Ich weiß nicht, wie weit ich in meinem blutdürstigen Grimm gegangen sein würde, wenn ich nicht in demselben Augenblick durch einen Streich auf meinen Hinterkopf wäre ohne Bewegung zu Boden gestreckt worden. Eine geraume Zeit hindurch blieb ich in dieser bedauernswürdigen Lage, der Wut eines höchst erbitterten Barbaren und eines unmenschlichen Schiffsvolks ausgesetzt.

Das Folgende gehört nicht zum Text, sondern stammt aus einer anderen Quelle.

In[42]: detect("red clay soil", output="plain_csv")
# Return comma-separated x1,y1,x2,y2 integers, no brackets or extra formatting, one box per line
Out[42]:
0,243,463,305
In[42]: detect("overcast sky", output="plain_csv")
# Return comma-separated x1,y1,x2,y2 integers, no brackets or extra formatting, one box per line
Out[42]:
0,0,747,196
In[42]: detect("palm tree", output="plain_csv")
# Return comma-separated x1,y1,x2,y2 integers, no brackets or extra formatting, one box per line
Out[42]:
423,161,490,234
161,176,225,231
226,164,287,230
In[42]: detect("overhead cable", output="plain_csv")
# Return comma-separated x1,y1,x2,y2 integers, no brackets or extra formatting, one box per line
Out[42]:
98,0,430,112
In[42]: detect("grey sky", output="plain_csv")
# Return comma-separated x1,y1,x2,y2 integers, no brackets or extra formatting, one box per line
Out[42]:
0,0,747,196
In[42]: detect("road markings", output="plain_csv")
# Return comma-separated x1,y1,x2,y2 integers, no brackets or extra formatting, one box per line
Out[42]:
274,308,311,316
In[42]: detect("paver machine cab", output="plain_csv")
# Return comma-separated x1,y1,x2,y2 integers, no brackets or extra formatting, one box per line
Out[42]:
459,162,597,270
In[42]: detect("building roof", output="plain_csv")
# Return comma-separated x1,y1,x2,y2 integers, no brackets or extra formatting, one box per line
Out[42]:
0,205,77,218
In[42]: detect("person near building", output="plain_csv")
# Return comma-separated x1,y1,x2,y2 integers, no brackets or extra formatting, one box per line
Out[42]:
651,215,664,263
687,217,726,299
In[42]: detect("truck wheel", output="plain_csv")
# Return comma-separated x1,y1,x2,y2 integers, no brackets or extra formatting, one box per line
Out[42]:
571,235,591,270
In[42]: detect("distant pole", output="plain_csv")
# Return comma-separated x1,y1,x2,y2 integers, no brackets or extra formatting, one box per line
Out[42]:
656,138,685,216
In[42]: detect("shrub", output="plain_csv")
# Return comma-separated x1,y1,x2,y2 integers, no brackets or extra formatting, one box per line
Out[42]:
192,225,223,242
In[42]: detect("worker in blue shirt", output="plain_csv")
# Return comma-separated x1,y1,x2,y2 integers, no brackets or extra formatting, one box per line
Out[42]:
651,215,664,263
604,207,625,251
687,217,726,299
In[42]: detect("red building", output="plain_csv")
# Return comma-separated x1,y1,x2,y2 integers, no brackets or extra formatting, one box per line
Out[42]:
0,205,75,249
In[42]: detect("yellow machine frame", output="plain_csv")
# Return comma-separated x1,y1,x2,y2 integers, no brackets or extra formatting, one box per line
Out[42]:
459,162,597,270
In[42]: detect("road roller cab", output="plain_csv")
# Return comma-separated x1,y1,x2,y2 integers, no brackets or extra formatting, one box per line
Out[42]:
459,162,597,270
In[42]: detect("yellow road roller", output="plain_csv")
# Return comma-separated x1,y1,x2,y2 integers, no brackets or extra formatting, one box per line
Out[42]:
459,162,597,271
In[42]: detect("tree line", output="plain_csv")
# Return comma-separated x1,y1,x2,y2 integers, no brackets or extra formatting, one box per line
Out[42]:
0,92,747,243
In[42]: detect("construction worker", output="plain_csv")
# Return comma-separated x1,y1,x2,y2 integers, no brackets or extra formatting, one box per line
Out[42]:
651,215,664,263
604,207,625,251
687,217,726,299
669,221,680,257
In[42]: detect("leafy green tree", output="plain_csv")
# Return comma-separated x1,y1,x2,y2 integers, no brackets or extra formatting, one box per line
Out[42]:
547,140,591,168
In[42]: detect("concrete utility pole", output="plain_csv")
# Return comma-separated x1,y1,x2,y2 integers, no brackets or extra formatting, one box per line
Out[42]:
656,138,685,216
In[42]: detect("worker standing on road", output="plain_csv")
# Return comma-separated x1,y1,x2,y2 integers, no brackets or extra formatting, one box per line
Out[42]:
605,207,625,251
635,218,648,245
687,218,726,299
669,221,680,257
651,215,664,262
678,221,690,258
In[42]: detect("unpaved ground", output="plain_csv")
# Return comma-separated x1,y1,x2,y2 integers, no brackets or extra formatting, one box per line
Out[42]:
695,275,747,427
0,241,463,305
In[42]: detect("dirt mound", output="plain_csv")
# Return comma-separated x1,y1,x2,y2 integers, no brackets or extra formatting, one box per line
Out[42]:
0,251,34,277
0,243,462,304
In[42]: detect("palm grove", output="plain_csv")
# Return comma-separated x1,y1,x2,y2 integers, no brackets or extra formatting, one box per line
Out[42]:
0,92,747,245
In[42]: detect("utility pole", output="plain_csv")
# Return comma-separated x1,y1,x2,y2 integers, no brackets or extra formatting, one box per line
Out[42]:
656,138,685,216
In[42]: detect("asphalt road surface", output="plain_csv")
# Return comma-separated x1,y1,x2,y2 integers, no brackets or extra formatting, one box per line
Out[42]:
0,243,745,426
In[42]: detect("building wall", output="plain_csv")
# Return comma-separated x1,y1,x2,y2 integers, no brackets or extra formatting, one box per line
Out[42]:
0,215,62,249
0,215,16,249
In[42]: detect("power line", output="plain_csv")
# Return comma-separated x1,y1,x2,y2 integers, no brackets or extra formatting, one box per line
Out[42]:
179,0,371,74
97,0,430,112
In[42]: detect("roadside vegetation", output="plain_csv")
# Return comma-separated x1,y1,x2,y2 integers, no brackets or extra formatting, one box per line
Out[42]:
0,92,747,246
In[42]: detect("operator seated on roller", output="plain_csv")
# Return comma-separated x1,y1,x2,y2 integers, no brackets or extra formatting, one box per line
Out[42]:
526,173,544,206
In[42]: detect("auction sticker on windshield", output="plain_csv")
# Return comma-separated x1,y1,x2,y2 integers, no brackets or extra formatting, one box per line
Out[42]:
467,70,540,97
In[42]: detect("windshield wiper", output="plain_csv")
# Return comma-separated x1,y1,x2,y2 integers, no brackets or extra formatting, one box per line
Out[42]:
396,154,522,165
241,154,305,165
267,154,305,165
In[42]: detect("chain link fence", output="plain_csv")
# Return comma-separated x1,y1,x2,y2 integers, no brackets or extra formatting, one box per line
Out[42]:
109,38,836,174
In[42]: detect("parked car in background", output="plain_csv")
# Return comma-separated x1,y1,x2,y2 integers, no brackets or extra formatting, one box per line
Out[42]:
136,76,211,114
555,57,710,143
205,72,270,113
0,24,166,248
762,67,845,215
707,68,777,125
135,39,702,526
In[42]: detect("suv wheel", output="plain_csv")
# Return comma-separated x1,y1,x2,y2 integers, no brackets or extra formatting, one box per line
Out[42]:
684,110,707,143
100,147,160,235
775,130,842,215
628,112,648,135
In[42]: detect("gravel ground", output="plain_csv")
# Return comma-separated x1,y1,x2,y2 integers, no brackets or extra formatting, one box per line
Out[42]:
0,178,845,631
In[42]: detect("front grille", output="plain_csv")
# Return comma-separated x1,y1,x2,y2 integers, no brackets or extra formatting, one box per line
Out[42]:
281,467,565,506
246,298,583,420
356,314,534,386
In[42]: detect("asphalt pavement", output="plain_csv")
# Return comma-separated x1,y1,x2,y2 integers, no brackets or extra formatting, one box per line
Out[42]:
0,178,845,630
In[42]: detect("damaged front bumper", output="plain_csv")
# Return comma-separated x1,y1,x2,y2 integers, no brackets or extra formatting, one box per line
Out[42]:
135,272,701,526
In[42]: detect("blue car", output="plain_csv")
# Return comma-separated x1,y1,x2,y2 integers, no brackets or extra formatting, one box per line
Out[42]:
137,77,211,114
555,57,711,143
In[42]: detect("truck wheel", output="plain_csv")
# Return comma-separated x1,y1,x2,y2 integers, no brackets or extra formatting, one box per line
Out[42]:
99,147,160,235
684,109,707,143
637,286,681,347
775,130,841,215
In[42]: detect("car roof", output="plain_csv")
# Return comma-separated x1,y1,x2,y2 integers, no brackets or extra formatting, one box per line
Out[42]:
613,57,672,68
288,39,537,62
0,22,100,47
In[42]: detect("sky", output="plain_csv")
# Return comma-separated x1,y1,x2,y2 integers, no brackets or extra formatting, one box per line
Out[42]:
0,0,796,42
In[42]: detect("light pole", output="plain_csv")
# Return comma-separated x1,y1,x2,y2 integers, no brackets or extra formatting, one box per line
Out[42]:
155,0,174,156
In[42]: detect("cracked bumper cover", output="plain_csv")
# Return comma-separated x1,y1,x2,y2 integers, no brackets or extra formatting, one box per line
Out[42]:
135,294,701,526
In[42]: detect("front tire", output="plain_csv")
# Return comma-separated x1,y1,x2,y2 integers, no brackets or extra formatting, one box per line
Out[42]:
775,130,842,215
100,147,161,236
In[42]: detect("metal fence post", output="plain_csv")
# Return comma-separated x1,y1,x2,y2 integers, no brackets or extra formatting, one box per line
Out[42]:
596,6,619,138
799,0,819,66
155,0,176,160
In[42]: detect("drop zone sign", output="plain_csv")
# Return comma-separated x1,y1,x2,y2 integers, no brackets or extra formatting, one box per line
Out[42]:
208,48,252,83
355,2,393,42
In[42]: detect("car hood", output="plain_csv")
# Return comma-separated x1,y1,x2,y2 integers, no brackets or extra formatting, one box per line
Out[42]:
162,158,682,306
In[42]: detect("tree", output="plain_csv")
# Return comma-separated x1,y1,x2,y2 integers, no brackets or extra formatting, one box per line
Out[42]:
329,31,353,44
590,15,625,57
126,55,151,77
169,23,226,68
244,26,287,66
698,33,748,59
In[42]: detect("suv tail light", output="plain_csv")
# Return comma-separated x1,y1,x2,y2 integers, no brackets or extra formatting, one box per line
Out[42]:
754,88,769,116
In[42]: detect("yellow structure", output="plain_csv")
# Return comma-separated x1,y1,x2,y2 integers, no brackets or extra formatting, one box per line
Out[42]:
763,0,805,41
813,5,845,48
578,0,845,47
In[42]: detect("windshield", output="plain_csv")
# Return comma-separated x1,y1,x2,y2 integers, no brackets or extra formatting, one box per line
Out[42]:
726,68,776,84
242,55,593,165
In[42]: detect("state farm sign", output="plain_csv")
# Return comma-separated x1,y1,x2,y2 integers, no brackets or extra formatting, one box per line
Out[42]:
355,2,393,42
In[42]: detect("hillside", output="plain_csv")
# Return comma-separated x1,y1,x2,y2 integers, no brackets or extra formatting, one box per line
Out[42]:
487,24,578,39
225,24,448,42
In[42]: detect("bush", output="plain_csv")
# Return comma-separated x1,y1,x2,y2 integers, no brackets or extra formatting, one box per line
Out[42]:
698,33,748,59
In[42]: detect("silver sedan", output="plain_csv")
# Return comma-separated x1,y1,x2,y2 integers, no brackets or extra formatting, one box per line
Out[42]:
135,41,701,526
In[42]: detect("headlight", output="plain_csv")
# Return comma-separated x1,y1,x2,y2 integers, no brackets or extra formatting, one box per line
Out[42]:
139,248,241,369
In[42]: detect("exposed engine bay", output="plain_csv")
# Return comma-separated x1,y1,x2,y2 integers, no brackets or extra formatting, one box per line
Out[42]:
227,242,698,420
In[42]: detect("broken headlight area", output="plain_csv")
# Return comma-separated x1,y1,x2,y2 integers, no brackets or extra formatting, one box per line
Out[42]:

Ob während des Zustandes meines Vernichtetscheinens Streitigkeiten unter ihnen entstanden sind, getraue ich mich nicht zu bestimmen; doch scheinen sie in einem Stück völlig einstimmig gewesen und mit gleicher Geschicklichkeit und Eilfertigkeit zu Werke gegangen zu sein. Denn als ich den Gebrauch meines Verstandes wiederbekam, fand ich mich allein auf einem wüsten Platze, meiner Kleider, der Uhr, der Schnallen, meines Geldes, kurz aller Dinge beraubt, bis auf meine Schuhe, Strümpfe, die Beinkleider und mein Hemd.

Was für eine Entdeckung war das für mich, der ich ungefähr eine Stunde zuvor sechzig Guineen an Geld und Geldeswert besessen hatte! Ich verfluchte die Stunde meiner Geburt, die Eltern, die mir das Dasein gegeben, die See, die mich nicht verschlungen, den Dolch meines Feindes, der nicht den Weg zu meinem Herzen gefunden, und die schändlichen Buben, die mich in einem so bejammernswürdigen Zustande gelassen hatten. In der Fülle meiner Verzweiflung beschloß ich, liegenzubleiben, wo ich war, und da umzukommen.